Departure Times of MVG¶
The following example has been presented on the Munich Meetup in May 2019. It is based on the following business question: “What is the next available public transportation?”
It is based on the following components:
- A
CoreJobto retrieve and save next departure times - A
CoreRequestHandlerto deliver the results
prerequisites¶
Install core4 (see installation), create a project with
coco --init meetup and enter the project environment with
source meetup/enter_env.
the core job¶
The following code is sort of the most minimal version of a job. Given the
class resides in a file meetup/job.py and the job’s qual_name is
meetup.job.MyJob you enqueue the job with
coco --enqueue meetup.job.Myjob. Start a worker with coco --worker to
run the job. Use chist to see the job’s “hello world” greeting. Use
coco --detail meetup.job.Myjob to see the job’s “good-bye” output.
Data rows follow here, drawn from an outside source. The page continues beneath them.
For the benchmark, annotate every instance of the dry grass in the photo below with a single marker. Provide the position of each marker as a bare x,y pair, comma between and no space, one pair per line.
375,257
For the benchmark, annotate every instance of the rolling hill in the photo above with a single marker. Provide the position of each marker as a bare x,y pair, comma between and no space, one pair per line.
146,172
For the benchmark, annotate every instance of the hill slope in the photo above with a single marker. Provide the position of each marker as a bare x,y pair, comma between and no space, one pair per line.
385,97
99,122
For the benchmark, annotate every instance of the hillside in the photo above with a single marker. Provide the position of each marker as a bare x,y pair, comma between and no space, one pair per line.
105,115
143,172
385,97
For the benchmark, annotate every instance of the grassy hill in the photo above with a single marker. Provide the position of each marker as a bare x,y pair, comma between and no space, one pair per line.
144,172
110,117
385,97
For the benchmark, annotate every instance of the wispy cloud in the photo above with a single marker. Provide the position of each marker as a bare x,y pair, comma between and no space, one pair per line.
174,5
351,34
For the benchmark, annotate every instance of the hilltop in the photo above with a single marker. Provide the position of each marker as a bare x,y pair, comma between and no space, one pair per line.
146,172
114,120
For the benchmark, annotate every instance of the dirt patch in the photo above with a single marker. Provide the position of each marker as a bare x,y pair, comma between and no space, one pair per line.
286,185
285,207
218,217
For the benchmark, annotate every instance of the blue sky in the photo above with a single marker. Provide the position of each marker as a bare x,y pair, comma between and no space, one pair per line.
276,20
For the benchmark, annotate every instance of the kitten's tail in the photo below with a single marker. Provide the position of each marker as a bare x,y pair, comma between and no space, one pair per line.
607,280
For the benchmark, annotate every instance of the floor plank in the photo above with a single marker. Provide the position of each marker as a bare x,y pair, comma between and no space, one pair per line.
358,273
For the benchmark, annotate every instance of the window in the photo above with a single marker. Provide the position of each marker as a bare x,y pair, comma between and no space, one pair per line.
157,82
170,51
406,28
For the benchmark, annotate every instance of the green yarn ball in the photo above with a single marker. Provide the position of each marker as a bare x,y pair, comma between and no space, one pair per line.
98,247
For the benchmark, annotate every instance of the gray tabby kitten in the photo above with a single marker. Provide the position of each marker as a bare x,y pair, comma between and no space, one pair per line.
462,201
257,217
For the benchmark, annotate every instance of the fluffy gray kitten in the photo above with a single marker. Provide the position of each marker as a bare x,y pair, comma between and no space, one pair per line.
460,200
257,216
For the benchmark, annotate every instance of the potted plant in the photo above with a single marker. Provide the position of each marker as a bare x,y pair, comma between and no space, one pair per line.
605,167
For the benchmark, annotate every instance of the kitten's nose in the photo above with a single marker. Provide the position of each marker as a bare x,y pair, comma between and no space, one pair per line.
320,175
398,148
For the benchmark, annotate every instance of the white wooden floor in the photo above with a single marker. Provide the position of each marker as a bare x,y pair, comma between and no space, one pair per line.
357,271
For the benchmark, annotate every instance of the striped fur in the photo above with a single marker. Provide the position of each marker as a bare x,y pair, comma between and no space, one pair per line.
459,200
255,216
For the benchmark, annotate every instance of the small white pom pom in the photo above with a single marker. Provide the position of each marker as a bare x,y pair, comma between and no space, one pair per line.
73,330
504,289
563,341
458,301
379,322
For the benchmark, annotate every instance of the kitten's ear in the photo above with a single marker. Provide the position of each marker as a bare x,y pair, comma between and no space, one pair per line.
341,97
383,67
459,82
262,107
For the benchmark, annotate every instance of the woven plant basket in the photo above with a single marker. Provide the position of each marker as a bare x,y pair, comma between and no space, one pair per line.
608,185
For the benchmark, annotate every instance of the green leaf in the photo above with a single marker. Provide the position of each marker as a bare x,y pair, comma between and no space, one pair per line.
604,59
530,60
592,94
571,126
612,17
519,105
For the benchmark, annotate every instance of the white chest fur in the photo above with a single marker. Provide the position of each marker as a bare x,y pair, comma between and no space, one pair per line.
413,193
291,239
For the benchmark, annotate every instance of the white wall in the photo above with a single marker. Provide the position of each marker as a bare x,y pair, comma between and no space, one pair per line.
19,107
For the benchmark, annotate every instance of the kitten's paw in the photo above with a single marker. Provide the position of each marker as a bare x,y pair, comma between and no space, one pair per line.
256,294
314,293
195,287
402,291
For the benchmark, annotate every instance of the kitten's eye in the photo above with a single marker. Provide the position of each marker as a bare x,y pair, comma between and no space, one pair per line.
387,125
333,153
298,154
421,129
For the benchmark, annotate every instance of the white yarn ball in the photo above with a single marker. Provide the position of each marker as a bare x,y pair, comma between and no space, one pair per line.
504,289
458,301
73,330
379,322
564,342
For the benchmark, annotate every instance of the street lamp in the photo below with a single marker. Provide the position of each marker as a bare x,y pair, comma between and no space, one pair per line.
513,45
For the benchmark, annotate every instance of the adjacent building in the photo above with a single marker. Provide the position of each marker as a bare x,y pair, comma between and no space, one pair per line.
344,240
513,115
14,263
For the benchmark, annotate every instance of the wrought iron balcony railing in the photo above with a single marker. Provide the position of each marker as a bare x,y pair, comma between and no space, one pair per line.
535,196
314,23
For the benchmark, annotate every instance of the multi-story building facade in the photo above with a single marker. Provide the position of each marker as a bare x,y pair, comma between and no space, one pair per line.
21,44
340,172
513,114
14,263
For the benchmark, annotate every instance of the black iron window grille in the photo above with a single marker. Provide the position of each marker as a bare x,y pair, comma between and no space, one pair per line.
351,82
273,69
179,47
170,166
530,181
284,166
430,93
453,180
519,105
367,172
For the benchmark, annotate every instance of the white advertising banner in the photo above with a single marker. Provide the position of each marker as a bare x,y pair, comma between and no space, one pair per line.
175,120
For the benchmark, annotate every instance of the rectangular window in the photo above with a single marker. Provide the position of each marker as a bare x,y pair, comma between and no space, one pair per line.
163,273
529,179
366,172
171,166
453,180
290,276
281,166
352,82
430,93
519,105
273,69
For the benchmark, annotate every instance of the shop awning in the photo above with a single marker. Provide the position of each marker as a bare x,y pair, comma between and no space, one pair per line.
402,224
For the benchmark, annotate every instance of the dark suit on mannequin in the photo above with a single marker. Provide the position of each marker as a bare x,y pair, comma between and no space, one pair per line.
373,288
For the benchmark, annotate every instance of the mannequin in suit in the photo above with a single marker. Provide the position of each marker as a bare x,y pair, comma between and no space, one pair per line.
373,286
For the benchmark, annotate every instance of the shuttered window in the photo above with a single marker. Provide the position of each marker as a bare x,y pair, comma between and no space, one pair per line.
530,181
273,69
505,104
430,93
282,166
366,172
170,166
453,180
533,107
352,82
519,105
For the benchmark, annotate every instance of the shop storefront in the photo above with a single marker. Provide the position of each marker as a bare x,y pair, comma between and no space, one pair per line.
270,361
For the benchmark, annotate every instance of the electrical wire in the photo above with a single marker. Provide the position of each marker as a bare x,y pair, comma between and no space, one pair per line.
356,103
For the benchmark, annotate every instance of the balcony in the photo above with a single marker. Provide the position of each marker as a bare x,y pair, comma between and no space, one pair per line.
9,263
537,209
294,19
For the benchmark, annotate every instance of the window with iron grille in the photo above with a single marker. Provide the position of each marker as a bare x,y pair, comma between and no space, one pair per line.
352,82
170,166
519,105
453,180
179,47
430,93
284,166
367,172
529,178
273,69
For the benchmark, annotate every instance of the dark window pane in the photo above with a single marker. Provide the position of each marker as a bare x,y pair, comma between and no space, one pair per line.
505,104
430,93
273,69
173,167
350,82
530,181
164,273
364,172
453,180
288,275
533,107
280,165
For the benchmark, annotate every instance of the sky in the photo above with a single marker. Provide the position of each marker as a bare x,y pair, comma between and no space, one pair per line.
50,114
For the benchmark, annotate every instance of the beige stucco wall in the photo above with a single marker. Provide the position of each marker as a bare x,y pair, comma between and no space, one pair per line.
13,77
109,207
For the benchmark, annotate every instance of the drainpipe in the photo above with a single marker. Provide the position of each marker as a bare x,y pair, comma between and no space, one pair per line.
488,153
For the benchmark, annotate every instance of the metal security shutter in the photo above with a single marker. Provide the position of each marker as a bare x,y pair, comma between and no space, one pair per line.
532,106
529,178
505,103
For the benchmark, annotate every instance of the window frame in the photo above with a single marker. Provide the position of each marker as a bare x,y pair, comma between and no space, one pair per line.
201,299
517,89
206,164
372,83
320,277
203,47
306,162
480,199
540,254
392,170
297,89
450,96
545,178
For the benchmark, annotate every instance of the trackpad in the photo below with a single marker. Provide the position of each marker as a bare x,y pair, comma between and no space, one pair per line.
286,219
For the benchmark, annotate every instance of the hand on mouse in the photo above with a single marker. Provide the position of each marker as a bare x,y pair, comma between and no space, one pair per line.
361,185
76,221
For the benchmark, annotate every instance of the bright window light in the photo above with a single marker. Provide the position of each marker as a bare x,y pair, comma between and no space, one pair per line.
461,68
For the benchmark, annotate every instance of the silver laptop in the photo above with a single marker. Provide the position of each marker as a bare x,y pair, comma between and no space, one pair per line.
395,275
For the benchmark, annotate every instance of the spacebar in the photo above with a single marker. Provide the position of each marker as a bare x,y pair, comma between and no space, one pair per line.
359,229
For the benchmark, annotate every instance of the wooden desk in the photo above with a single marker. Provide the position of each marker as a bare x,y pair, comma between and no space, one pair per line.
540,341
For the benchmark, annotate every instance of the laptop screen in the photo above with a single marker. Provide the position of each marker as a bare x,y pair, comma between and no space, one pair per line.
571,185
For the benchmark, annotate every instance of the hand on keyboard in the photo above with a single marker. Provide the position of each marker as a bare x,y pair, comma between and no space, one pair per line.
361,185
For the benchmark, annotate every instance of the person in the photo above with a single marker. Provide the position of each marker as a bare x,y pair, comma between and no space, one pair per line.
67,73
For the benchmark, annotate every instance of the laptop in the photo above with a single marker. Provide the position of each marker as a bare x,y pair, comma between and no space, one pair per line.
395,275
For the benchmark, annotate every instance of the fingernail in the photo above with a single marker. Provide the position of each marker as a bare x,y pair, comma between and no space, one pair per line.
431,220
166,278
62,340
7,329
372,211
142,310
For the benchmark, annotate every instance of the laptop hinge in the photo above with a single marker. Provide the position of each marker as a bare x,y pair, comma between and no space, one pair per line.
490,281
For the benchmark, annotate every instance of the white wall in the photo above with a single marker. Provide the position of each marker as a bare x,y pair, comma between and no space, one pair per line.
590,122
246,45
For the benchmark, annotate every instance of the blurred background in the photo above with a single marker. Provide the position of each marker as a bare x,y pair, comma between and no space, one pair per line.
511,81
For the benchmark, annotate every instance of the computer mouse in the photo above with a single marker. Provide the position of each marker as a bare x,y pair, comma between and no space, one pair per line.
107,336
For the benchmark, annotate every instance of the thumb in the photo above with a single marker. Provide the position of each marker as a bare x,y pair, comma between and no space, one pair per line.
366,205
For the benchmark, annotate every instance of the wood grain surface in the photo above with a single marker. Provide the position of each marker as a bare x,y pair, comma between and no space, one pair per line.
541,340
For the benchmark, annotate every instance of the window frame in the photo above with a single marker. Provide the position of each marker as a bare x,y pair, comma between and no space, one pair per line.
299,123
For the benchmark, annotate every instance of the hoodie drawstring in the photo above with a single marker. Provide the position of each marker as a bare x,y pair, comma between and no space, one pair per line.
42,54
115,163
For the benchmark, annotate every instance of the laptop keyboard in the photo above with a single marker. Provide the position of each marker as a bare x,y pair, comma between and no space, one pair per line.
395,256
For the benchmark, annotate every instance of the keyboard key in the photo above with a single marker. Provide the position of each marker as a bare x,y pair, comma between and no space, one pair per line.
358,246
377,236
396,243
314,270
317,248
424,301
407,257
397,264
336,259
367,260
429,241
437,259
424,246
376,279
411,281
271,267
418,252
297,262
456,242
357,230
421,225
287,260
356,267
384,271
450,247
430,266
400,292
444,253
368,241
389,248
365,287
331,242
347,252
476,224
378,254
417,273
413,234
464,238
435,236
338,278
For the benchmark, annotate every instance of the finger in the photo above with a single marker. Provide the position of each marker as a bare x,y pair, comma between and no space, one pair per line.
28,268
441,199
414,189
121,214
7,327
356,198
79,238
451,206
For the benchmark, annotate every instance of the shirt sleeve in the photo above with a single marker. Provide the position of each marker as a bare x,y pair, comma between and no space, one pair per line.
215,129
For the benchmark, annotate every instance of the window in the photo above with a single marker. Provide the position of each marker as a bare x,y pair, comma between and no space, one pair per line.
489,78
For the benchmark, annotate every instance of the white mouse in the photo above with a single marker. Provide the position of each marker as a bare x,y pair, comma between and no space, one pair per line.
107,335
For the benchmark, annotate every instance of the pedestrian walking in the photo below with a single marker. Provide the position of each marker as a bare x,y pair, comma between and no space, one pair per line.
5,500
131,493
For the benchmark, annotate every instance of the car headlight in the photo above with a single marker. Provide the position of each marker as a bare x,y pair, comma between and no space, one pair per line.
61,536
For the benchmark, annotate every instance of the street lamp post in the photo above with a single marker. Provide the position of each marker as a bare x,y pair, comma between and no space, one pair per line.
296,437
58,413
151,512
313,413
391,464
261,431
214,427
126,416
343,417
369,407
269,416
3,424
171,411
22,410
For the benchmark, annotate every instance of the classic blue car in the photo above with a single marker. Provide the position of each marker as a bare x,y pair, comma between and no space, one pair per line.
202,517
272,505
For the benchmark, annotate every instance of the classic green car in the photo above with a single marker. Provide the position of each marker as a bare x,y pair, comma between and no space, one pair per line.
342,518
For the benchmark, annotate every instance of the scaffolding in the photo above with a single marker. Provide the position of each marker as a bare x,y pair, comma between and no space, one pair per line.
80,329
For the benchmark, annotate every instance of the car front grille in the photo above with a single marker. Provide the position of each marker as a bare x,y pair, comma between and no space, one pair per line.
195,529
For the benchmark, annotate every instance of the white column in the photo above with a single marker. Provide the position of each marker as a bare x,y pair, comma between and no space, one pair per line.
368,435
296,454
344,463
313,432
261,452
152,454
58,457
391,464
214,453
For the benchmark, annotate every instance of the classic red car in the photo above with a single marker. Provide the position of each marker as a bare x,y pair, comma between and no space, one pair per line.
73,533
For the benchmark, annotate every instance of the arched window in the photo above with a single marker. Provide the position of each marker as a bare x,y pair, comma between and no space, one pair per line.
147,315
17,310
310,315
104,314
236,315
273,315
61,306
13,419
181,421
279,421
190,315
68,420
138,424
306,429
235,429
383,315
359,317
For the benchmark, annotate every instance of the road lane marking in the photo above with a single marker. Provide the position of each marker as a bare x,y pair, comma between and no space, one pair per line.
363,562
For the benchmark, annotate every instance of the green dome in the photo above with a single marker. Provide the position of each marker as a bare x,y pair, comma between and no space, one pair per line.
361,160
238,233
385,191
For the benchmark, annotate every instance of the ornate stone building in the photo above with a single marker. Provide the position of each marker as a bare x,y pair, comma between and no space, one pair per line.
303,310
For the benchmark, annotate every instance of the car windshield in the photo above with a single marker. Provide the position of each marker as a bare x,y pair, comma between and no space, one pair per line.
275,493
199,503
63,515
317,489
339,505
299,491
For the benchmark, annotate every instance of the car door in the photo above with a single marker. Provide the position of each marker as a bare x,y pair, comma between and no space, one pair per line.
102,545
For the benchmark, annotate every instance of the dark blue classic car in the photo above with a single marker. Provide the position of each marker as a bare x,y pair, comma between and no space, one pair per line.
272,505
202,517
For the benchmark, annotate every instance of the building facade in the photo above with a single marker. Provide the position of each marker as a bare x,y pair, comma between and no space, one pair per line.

from core4.queue.job import CoreJob
class MyJob(CoreJob):
author = "mra"
def execute(self):
self.logger.info("hello world")
print("good-bye")
execute helper method¶
During job implementation, you will want to debug the job and not use the
enqueue/dequeue cycle described above. Use method
execute as in the following
example:
from core4.queue.job import CoreJob
class MyJob(CoreJob):
author = "mra"
def execute(self):
self.logger.info("hello world")
print("good-bye")
if __name__ == '__main__':
from core4.queue.helper.functool import execute
execute(MyJob)
querying the MVG API¶
Querying the MVG API is easy. See for example python_mvg_api. The following interactive Python session retrieves current departures from Munich “Königsplatz”:
import datetime
import pandas as pd
import requests
DEP_URL = "https://www.mvg.de/fahrinfo/api/departure/{id}?footway=0"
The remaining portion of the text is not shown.